La Garganta del Diablo
El sol durante el paseo permite apreciar en forma permanente un arco iris, fenómeno que dio origen a la leyenda guaraní a la que debe su nombre el descomunal salto que quita la respiración aún cuando, en mi caso, ya había sido contemplado en dos oportunidades. El agua que irrumpe, soberana, levantando una niebla entre la que se desplazan los vencejos y atronando con su poderío a los hipnotizados visitantes era una fuerza misteriosa para los habitantes originarios, que encontraron en la historia de Tarobá y Naipí una razón metafísica para semejante despliegue.
El río I-Guazú era la morada de la descomunal serpiente Mboí, hija del dios del trueno Tupá, que requería una vez al año del sacrificio de una bella joven para evitar que su ira arrasara con la tribu. Cuando la elegida fue Naipí, el cacique Tarobá se enamoró perdidamente de la misma y decidió raptar a la futura víctima, procurando escapar en su canoa por la noche y burlar así las exigencias de Mboí. Pero no era tan fácil huir frente a la atenta sierpe, que enfurecida ante semejante afrenta encorvó su lomo partiendo el río formando de esta manera las cataratas y, especialmente, la descomunal Garganta del Diablo.
Como resulta previsible ambos murieron al despeñarse entre las aguas, pero la vengativa Mboí percibió que el amor podía superar aún a la muerte y transformó a Naipí en cascada y a Tarobá en vegetación para que no pudieran unirse en modo alguno. Sin embargo, la enome muralla de agua que supera los 80 metros de altura, visible en todo su esplendor desde territorio argentino, se fusiona con el verde mediante el arco iris que emerge con los rayos del sol y da cuenta del fracaso de la serpiente.
El Circuito Inferior
Si las condiciones del río lo permiten, es posible abordar una lancha para desembarcar en la isla San Martín, donde el recorrido es escarpado y demanda un par de horas de trayecto dificultoso. La isla permite contemplar desde una ventana natural la Garganta del Diablo y los saltos que se encuentran en territorio brasilero; esta vez no era posible el descenso así que emprendimos el recorrido a pie, con obligatorias paradas en cada mirador debido al espectáculo inolvidable proporcionado por las cascadas que se avistan.
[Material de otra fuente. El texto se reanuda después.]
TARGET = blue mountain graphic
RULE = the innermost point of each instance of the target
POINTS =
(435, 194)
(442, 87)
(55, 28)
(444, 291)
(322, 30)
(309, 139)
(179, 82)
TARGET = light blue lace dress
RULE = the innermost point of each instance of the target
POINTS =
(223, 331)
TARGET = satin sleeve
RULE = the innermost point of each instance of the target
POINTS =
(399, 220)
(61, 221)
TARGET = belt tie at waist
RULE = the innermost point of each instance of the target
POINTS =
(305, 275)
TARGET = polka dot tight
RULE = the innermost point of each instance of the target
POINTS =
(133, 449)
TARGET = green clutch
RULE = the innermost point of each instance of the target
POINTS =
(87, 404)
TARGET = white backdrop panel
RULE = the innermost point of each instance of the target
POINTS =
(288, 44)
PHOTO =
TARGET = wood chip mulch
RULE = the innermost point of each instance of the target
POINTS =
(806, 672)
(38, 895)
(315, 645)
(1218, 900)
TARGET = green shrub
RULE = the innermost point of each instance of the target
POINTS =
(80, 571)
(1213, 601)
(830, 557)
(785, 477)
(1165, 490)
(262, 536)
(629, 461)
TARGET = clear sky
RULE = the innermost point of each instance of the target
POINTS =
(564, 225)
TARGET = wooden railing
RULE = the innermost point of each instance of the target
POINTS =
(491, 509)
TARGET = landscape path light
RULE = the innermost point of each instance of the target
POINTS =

Los saltos Dos Hermanas, Chico, Ramírez y San Martín resultan el preludio del impresionante salto Bossetti, desde allí se va bordeando el río iguazú hasta arribar al cañón desde el que se alza, imponente, la Garganta del Diablo. Al emprender el regreso por la parte inferior del río aguardan, aún, más cascadas como Alvar Nuñez y Elenita: el rocío que producen las caídas de agua configura una caricia para la piel entre el estruendo de las aguas. Resulta difícil transmitir la intensa sensación que produce en el visitante la contemplación de semejante despliegue de soberanía natural; ayer, hoy y siempre las Cataratas del Iguazú deslumbran a quien tiene la gracia de pararse frente a su belleza, una y otra vez.
Todas las fotografías resultan mérito exclusivo de Juan.